Provided you have the space, aging can be a very simple process. The key to dry aging is absolute temperature control. All that bad bacteria that actually rots meat and will result in food poisoning thrives in temperatures above 40 degrees, and anything below freezing is, well, freezing meat and not dry aging it. The ideal temperature in a space used for dry aging is between 34 and 37 degrees. This is the perfect environment for venison’s natural enzymes to begin to break down the tough tissue.
As for where to dry age, you can do it anywhere that you can control temperature and ensure a decent airflow. There are three methods primarily employed by hunters, but each has their benefits and their disadvantages.
- Open-Air Aging – This method is the simplest and used by most hunters that decide to age their meat. It is also the cheapest and easiest way. Essentially you just hang skinned carcasses or quarters of it in a shop, garage, or another cool place. Unfortunately, there are two problems with this method. It can be hard to control the temperature in early and late seasons where too high or too low of a temperature can be a problem, respectively. By hanging your meat in the open air, it also invites insects and other scavengers to have a snack, but this can be combatted by game bags, cheese cloth, or paper towel. You’ll rarely get more than a week of steady temperatures, so hang times will likely be cut short. 4-7 days of hanging is still beneficial, but if you don’t have the right temperatures or the means to get it into a cooler place, go ahead and butcher the deer immediately. Aging is not worth the sacrifice of potentially ruining your harvest.
- Refrigerator Aging – If you have an extra fridge or a particularly understanding spouse, dry-aging via the refrigerator is another valid option. It not only provides excellent temperature control, but great air circulation as well. Essentially you want to remove all the racks inside and just hang the meat in there. The more surfaces it touches, the more likely other bacteria can latch onto the meat. Unfortunately, if you have used the refrigerator for other things, your meat may be subject to absorbing those old odors as well.
- Walk-In Aging – Having a walk-in cooler to age your meat is the dream. It is how professional chefs age their beef, but the average hunter might not have access to such a set up. If you are really serious about aging meats, especially for an extended period, the supreme temperature control and air circulation are perfect, but pricey to install.
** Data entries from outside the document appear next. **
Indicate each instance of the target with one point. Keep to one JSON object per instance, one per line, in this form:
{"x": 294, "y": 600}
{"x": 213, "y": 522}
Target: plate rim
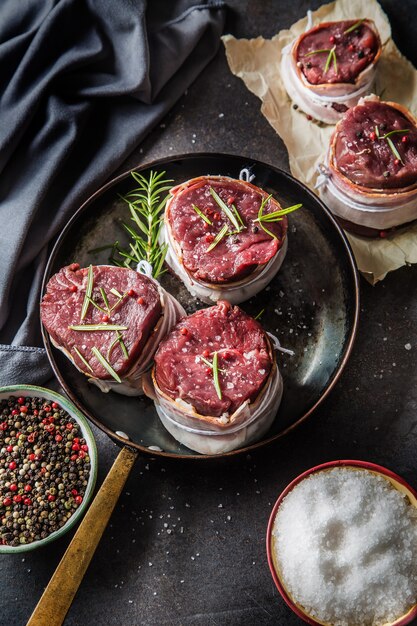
{"x": 247, "y": 449}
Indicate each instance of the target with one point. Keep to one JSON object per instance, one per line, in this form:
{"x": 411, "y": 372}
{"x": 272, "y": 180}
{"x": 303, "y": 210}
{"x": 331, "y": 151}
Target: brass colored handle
{"x": 59, "y": 594}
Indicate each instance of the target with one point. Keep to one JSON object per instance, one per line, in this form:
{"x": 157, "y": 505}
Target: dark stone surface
{"x": 186, "y": 542}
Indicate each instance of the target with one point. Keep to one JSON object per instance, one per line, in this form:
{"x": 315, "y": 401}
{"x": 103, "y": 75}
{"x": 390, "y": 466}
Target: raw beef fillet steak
{"x": 195, "y": 218}
{"x": 353, "y": 51}
{"x": 122, "y": 298}
{"x": 375, "y": 146}
{"x": 184, "y": 360}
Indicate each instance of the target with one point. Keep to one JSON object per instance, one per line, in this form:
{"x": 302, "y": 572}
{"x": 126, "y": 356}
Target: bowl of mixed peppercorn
{"x": 48, "y": 467}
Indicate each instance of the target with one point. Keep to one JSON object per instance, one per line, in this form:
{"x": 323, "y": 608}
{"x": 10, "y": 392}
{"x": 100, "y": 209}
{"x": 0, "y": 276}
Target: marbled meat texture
{"x": 244, "y": 358}
{"x": 235, "y": 256}
{"x": 62, "y": 304}
{"x": 354, "y": 52}
{"x": 369, "y": 161}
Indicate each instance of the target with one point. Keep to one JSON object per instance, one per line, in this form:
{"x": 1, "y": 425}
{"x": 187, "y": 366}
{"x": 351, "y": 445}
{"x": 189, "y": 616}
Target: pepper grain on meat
{"x": 39, "y": 469}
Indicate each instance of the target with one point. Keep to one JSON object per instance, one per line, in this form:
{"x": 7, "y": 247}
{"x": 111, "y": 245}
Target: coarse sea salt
{"x": 346, "y": 544}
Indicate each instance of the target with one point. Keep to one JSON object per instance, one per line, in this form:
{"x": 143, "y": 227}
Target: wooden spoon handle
{"x": 58, "y": 595}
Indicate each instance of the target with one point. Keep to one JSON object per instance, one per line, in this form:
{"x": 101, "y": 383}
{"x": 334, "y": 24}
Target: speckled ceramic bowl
{"x": 397, "y": 482}
{"x": 39, "y": 392}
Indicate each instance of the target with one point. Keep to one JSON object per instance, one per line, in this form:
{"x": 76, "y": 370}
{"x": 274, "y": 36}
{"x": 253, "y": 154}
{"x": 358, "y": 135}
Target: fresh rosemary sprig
{"x": 214, "y": 365}
{"x": 122, "y": 346}
{"x": 275, "y": 216}
{"x": 80, "y": 356}
{"x": 88, "y": 292}
{"x": 97, "y": 327}
{"x": 201, "y": 214}
{"x": 100, "y": 358}
{"x": 207, "y": 362}
{"x": 353, "y": 27}
{"x": 331, "y": 56}
{"x": 218, "y": 238}
{"x": 216, "y": 381}
{"x": 146, "y": 204}
{"x": 389, "y": 141}
{"x": 230, "y": 214}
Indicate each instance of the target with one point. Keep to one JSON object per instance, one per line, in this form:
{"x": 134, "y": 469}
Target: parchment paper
{"x": 257, "y": 63}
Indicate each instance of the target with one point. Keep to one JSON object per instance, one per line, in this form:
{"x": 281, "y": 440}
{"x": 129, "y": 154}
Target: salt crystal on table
{"x": 346, "y": 543}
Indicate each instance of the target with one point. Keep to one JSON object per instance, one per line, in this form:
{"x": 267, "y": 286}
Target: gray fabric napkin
{"x": 81, "y": 83}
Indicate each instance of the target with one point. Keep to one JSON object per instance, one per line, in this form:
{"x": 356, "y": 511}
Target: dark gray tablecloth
{"x": 81, "y": 84}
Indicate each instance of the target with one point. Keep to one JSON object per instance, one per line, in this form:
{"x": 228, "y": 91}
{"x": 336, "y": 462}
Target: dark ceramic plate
{"x": 311, "y": 305}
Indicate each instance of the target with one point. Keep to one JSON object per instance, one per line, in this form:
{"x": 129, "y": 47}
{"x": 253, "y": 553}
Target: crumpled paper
{"x": 257, "y": 63}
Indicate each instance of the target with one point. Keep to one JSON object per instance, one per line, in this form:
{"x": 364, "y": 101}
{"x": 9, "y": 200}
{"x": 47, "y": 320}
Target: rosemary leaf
{"x": 122, "y": 345}
{"x": 97, "y": 306}
{"x": 218, "y": 238}
{"x": 239, "y": 217}
{"x": 88, "y": 292}
{"x": 101, "y": 248}
{"x": 264, "y": 228}
{"x": 225, "y": 208}
{"x": 394, "y": 149}
{"x": 328, "y": 60}
{"x": 97, "y": 327}
{"x": 353, "y": 27}
{"x": 334, "y": 59}
{"x": 216, "y": 376}
{"x": 146, "y": 204}
{"x": 396, "y": 132}
{"x": 104, "y": 296}
{"x": 80, "y": 356}
{"x": 276, "y": 216}
{"x": 105, "y": 364}
{"x": 309, "y": 54}
{"x": 206, "y": 361}
{"x": 201, "y": 214}
{"x": 160, "y": 262}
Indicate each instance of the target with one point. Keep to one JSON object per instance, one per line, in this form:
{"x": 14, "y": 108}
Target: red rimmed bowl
{"x": 396, "y": 481}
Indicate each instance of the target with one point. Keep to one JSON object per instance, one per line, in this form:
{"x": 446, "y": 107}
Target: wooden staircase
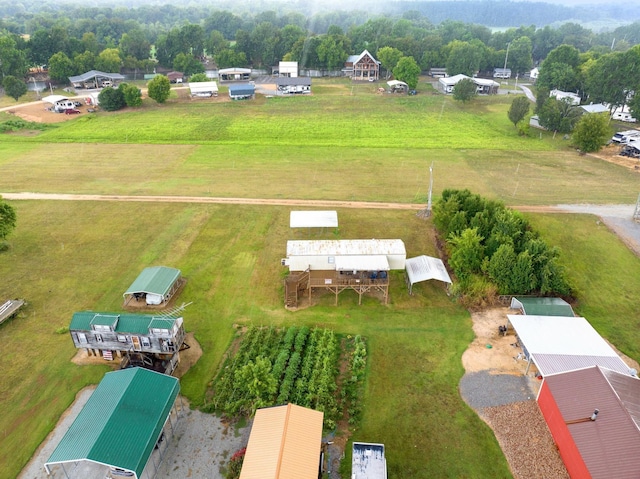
{"x": 293, "y": 284}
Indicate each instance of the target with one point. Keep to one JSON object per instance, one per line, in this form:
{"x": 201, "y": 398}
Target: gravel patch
{"x": 485, "y": 389}
{"x": 525, "y": 440}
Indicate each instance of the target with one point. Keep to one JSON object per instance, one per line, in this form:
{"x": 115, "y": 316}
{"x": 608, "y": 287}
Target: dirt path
{"x": 618, "y": 218}
{"x": 214, "y": 200}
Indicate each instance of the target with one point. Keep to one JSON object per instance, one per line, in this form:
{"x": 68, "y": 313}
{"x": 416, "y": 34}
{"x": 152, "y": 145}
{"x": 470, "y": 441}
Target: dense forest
{"x": 70, "y": 40}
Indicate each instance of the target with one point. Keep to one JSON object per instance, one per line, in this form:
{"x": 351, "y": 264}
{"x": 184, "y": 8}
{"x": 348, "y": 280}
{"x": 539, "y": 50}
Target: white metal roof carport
{"x": 362, "y": 263}
{"x": 557, "y": 344}
{"x": 424, "y": 268}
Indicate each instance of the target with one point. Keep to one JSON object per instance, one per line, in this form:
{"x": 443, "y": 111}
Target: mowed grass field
{"x": 71, "y": 256}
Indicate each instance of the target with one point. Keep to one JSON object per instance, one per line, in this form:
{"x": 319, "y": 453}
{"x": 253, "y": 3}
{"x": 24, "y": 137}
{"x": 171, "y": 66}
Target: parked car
{"x": 624, "y": 137}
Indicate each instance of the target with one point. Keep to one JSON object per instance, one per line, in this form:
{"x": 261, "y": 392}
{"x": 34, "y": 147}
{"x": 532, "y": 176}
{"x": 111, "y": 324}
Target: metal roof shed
{"x": 424, "y": 268}
{"x": 368, "y": 461}
{"x": 157, "y": 283}
{"x": 542, "y": 306}
{"x": 320, "y": 255}
{"x": 242, "y": 91}
{"x": 603, "y": 446}
{"x": 121, "y": 422}
{"x": 557, "y": 344}
{"x": 285, "y": 443}
{"x": 313, "y": 219}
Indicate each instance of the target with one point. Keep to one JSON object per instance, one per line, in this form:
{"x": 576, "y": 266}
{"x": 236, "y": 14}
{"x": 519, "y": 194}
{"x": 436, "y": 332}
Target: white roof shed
{"x": 558, "y": 344}
{"x": 425, "y": 268}
{"x": 326, "y": 255}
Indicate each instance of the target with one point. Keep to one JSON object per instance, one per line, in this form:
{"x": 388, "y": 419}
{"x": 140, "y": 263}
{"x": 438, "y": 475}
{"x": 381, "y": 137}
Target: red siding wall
{"x": 568, "y": 450}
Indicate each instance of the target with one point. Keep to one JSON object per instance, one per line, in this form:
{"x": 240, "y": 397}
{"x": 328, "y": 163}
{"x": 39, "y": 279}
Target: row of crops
{"x": 273, "y": 366}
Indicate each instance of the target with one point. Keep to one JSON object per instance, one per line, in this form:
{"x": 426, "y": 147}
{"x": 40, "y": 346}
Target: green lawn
{"x": 71, "y": 256}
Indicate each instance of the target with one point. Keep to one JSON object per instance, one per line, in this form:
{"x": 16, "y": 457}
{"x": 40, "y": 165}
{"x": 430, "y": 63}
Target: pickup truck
{"x": 625, "y": 137}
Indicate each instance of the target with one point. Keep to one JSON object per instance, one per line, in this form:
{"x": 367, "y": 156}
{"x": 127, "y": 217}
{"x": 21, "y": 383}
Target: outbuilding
{"x": 536, "y": 306}
{"x": 593, "y": 415}
{"x": 234, "y": 74}
{"x": 569, "y": 97}
{"x": 120, "y": 428}
{"x": 293, "y": 85}
{"x": 242, "y": 91}
{"x": 156, "y": 285}
{"x": 338, "y": 265}
{"x": 205, "y": 89}
{"x": 95, "y": 79}
{"x": 398, "y": 86}
{"x": 368, "y": 461}
{"x": 285, "y": 443}
{"x": 556, "y": 344}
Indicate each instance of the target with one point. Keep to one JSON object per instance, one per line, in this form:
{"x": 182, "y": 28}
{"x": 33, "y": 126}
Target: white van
{"x": 63, "y": 105}
{"x": 624, "y": 137}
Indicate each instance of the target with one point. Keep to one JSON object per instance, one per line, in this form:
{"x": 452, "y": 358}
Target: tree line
{"x": 493, "y": 250}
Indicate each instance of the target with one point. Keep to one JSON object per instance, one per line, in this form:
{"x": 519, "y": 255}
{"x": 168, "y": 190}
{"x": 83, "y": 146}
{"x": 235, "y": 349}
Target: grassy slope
{"x": 71, "y": 256}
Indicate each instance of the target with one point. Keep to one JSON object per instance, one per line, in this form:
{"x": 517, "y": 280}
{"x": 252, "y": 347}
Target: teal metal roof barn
{"x": 120, "y": 424}
{"x": 155, "y": 284}
{"x": 542, "y": 306}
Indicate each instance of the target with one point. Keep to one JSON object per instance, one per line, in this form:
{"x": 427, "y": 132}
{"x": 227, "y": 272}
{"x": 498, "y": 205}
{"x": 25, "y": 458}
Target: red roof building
{"x": 594, "y": 417}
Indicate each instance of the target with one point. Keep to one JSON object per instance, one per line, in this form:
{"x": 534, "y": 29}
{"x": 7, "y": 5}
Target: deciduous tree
{"x": 591, "y": 132}
{"x": 60, "y": 67}
{"x": 111, "y": 99}
{"x": 408, "y": 71}
{"x": 131, "y": 94}
{"x": 389, "y": 58}
{"x": 13, "y": 87}
{"x": 159, "y": 88}
{"x": 109, "y": 60}
{"x": 465, "y": 90}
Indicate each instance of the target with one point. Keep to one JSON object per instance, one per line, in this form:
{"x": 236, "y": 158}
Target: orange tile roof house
{"x": 285, "y": 443}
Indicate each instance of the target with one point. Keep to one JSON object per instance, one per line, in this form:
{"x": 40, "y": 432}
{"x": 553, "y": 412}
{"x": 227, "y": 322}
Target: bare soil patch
{"x": 39, "y": 113}
{"x": 610, "y": 153}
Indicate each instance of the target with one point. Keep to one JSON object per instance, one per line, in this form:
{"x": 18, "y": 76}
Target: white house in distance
{"x": 362, "y": 67}
{"x": 623, "y": 113}
{"x": 288, "y": 69}
{"x": 570, "y": 97}
{"x": 484, "y": 86}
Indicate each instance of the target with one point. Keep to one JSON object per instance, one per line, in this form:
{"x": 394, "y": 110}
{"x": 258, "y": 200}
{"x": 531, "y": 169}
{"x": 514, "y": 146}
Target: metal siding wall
{"x": 555, "y": 422}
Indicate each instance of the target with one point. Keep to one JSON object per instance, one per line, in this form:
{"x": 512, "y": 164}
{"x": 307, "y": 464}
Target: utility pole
{"x": 506, "y": 56}
{"x": 427, "y": 211}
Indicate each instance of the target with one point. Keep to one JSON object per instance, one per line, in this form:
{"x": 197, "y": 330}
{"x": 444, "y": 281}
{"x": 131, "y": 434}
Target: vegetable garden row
{"x": 296, "y": 365}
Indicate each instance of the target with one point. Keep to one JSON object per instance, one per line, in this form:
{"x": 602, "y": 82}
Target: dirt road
{"x": 617, "y": 217}
{"x": 214, "y": 200}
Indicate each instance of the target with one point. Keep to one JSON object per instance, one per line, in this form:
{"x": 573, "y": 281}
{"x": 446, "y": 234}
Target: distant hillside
{"x": 513, "y": 14}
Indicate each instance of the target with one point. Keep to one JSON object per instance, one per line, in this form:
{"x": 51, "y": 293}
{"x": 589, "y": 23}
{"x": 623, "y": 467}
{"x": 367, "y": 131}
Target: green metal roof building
{"x": 542, "y": 306}
{"x": 120, "y": 424}
{"x": 156, "y": 284}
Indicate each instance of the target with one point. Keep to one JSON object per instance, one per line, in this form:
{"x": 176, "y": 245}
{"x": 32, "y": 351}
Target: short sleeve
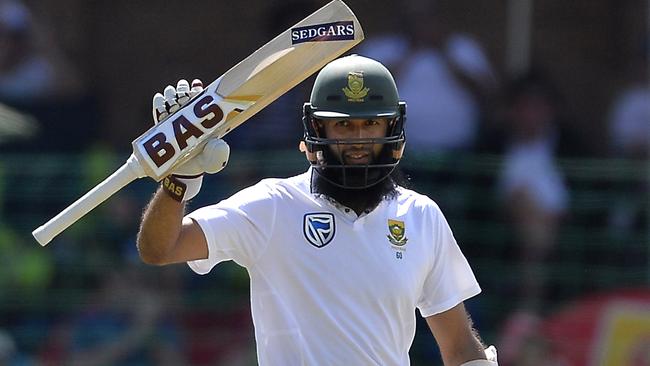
{"x": 237, "y": 228}
{"x": 451, "y": 280}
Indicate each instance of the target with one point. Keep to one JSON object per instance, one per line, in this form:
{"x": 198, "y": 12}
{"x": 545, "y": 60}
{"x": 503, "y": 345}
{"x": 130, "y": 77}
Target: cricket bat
{"x": 224, "y": 104}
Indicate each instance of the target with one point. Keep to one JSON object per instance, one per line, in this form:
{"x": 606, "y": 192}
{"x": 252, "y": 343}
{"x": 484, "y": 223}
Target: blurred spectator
{"x": 530, "y": 182}
{"x": 445, "y": 78}
{"x": 535, "y": 197}
{"x": 38, "y": 80}
{"x": 629, "y": 119}
{"x": 28, "y": 70}
{"x": 629, "y": 124}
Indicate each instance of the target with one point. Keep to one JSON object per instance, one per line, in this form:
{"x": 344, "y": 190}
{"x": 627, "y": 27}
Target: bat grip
{"x": 127, "y": 173}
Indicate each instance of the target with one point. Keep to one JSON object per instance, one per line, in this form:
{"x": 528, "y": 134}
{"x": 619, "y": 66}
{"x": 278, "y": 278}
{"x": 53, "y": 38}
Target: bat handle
{"x": 127, "y": 173}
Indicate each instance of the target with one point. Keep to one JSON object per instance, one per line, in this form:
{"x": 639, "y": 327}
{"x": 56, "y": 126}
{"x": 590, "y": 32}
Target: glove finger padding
{"x": 173, "y": 98}
{"x": 186, "y": 180}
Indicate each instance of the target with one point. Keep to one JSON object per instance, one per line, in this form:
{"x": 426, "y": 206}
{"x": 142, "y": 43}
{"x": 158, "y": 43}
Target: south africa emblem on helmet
{"x": 396, "y": 233}
{"x": 355, "y": 91}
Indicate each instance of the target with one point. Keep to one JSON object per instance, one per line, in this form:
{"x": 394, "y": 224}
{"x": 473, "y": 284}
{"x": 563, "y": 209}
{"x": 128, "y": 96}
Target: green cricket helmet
{"x": 354, "y": 87}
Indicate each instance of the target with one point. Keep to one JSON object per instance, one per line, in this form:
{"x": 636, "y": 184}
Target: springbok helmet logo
{"x": 355, "y": 91}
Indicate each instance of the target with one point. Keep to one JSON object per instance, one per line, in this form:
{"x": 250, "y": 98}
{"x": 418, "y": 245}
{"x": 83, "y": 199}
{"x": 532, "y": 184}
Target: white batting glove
{"x": 185, "y": 181}
{"x": 490, "y": 354}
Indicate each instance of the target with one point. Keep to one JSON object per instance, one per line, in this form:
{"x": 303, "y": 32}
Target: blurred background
{"x": 528, "y": 123}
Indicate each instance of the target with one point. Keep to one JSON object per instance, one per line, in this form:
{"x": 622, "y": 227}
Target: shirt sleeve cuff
{"x": 444, "y": 306}
{"x": 203, "y": 266}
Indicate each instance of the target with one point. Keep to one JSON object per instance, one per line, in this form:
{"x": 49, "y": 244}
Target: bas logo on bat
{"x": 336, "y": 31}
{"x": 160, "y": 150}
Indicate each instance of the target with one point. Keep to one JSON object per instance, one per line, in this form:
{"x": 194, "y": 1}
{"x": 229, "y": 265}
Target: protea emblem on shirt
{"x": 319, "y": 228}
{"x": 355, "y": 91}
{"x": 396, "y": 233}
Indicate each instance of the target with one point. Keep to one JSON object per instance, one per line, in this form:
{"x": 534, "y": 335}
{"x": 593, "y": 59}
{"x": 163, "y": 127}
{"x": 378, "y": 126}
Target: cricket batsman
{"x": 340, "y": 256}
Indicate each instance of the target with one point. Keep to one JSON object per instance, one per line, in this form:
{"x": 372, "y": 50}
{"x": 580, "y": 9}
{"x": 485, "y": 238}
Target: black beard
{"x": 359, "y": 200}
For this method, it might be cheaper for the average hunter with a lot of meat to age to look into local meat locker rentals.
If you harvest a lot of deer or wild game, a walk-in cooler is the best way to age your meat in a controlled environment for long hang times.
Cooking Dry-Aged Venison
Unlike venison that has not been aged, you don’t need to marinate it to ensure moist meat. It sears better, locking in what moisture is left. This creates a tender, more flavor concentrated venison steak that browns excellently. What many home cooks fail to realize is that it is the brown bits on steaks where all that wonderful flavor lies.
However, depending on how long a piece of venison has been aged, it may need some prep work before being cooked. If you only did a short seven-day hang, you won’t need to do much other than cut it into good, steak-sized pieces. However, any longer, and you will need to trim away the outside of the meat. After long periods of aging, your venison will develop a hard cap of enzymes that isn’t so much fun to eat. About a fourth of an inch needs to be cut away on the outside of the carcass before it should be cooked. Don’t worry, that cap is also protective of the rest of the meat, so only trim away what you want to cook and leave the rest.